Ask Amy

The Denver Post - - LIFE & CULTURE - By Amy Dick­in­son

Dear Amy: My 85-year-old al­co­holic mother lives alone in a big house in a small vil­lage in New Eng­land. I am one of her four chil­dren, all of whom live at least 150 miles from her.

We have all tried, un­suc­cess­fully, to con­vince her to stop driv­ing so that she doesn’t cause an ac­ci­dent that could kill some­one.

One of my sib­lings ac­tu­ally took her car away, but then my mother went out and leased a car so she could drive to the store to buy her booze (she ac­tu­ally tried to hide this from us).

We have also tried, un­suc­cess­fully, to con­vince her to move to an as­sisted-liv­ing fa­cil­ity. We be­lieve she is ashamed that her al­co­holism will be ex­posed to oth­ers at the as­sisted-liv­ing fa­cil­ity and/or she will lose her ac­cess to al­co­hol.

By the way, she de­nies she is an al­co­holic, even though she has been to treat­ment cen­ters and makes pe­ri­odic trips to the emer­gency room when she falls down from drink­ing too much. Any sug­ges­tions on what to do about this sit­u­a­tion would be wel­come. — Years of Wine and Roses

Dear Wine and Roses: You and your sib­lings are try­ing to con­trol your mother from a dis­tance, and she is (so far) suc­cess­fully assert­ing her in­de­pen­dence.

You don’t say that your mother drives drunk — only that she drives to the store to pur­chase wine. Many el­derly driv­ers de­velop suc­cess­ful strate­gies to stay safe on the road, even as their ca­pac­i­ties di­min­ish: they only drive dur­ing the day­time, they avoid left-hand turns, and stay off high­ways.

Your mother’s al­co­holism has ob­vi­ously had a big im­pact on you and your sib­lings, but at this point, per­haps you should ac­cept that she likely won’t stop drink­ing.

Your ef­forts should switch from try­ing to con­trol her, to ac­cept­ing that this is her life, and she will con­tinue to live it in a way that con­tains risks, falls, in­juries, emer­gency room vis­its, etc.

You and your sib­lings should do what you can to di­min­ish the risks with­out forc­ing her or tak­ing her rights away.

If you feel she isn’t man­ag­ing at home, you should see if she is will­ing to have some­one come in dur­ing the day to help with cook­ing and per­sonal care.

Dear Amy: We have an in-law who ap­par­ently thinks he is “The World’s Most In­ter­est­ing Man.” Dur­ing his ca­reer he trav­eled and ex­pe­ri­enced parts of the world one could only hope to visit to ful­fill their bucket list.

How­ever, dur­ing any fam­ily gath­er­ing — no mat­ter the topic or the num­ber of mem­bers hav­ing open or even sep­a­rate dis­cus­sions — this guy will in­ter­ject him­self with some bizarre in­ci­dent that only he thinks is amus­ing, redi­rect­ing the con­ver­sa­tion so that it’s all about him.

Af­ter years and years of en­dur­ing this, we are find­ing it more in­tol­er­a­ble to par­tic­i­pate in fam­ily gath­er­ings, yet have few op­tions other than avoid­ance, which still does not work. Any sug­ges­tions?

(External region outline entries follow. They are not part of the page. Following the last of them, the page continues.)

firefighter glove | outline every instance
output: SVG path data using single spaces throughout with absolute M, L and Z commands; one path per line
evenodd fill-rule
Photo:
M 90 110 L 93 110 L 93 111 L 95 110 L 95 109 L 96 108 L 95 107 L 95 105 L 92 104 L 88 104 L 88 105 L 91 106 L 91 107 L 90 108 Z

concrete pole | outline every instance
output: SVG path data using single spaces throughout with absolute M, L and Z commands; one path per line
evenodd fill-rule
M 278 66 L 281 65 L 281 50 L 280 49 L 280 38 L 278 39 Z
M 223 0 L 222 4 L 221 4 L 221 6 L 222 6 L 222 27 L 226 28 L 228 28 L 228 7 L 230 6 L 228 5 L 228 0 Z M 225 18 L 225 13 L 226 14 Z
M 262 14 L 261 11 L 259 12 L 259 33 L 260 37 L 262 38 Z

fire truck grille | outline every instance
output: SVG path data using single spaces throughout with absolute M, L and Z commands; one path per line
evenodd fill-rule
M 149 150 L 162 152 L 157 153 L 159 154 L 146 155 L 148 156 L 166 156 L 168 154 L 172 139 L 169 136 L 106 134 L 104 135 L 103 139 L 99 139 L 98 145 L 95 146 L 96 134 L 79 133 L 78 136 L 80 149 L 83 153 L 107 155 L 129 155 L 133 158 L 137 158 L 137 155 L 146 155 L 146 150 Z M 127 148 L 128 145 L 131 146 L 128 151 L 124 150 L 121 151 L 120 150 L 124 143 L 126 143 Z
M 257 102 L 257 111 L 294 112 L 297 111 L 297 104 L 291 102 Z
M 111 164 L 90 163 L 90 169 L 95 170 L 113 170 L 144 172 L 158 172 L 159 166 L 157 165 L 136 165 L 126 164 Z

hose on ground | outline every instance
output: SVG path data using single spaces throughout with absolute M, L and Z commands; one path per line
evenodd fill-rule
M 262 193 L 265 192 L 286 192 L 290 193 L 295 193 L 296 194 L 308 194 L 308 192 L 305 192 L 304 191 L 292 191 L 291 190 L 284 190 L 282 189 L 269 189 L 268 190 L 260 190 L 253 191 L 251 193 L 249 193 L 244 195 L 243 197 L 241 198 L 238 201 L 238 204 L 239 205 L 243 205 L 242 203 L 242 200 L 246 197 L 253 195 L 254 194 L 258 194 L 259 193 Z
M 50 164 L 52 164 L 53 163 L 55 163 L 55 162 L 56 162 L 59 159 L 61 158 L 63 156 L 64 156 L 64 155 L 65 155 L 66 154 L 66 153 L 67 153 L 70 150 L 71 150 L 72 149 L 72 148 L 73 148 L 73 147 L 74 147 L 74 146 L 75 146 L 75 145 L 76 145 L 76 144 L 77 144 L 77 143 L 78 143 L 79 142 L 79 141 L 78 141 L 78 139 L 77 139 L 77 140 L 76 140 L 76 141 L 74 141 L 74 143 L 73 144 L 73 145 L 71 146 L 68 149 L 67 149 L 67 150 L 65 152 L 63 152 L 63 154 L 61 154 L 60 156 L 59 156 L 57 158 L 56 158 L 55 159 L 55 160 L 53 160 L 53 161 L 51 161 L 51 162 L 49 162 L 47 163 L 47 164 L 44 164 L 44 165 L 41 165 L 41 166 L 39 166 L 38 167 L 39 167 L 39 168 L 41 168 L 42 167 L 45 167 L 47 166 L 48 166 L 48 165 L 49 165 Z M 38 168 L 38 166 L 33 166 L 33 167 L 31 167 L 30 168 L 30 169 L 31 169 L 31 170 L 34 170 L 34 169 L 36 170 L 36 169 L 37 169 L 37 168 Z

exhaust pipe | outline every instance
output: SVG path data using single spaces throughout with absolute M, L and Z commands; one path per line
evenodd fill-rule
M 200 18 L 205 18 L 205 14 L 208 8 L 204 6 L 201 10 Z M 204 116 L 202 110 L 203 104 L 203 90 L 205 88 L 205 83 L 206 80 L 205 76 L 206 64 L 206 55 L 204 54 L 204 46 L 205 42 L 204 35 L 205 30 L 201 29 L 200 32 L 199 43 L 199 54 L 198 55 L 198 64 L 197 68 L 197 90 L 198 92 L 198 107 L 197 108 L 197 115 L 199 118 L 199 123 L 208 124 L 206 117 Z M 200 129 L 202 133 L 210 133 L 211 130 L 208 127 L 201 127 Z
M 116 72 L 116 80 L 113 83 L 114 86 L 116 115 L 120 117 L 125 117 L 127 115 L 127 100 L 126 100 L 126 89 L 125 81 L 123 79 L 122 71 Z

— Im­pos­si­ble to Es­cape

Dear Im­pos­si­ble: When an in­di­vid­ual in­ter­rupts a group con­ver­sa­tion and de­rails it, some­one in the group should re­spond, po­litely and in the mo­ment, “Wait a minute, Bud. We were in the mid­dle of an­other con­ver­sa­tion.” And then you rinse and re­peat as many times as nec­es­sary.

Along with th­ese po­lite and im­me­di­ate course cor­rec­tions, fam­ily mem­bers should en­gage, lis­ten to, and in­ter­act with him — con­vey­ing the mes­sage that while his own life and ex­pe­ri­ences are very in­ter­est­ing, so are oth­ers’.

Dear Amy: “Hope­less” dis­closed her chal­lenges as she copes with her hus­band’s brain can­cer. She sounds trau­ma­tized, for good rea­son.

When we set a path in life and meet an in­sur­mount­able ob­sta­cle, it’s dif­fi­cult to “re-path.”

When I was faced with trauma, I took long, long walks alone to feel and ac­cept alone­ness and re­spon­si­bil­ity. I let my­self feel the dis­tance be­tween my­self and the sky. I put one foot in front of the other. Chal­lenges can be op­por­tu­ni­ties!

— No Longer Hope­less

Dear No Longer: Soli­tude and time in na­ture are true balms for the soul. Other peo­ple do best when sur­rounded by hu­man sup­port. There is no one path for heal­ing, but choos­ing to “re-path” is pow­er­ful.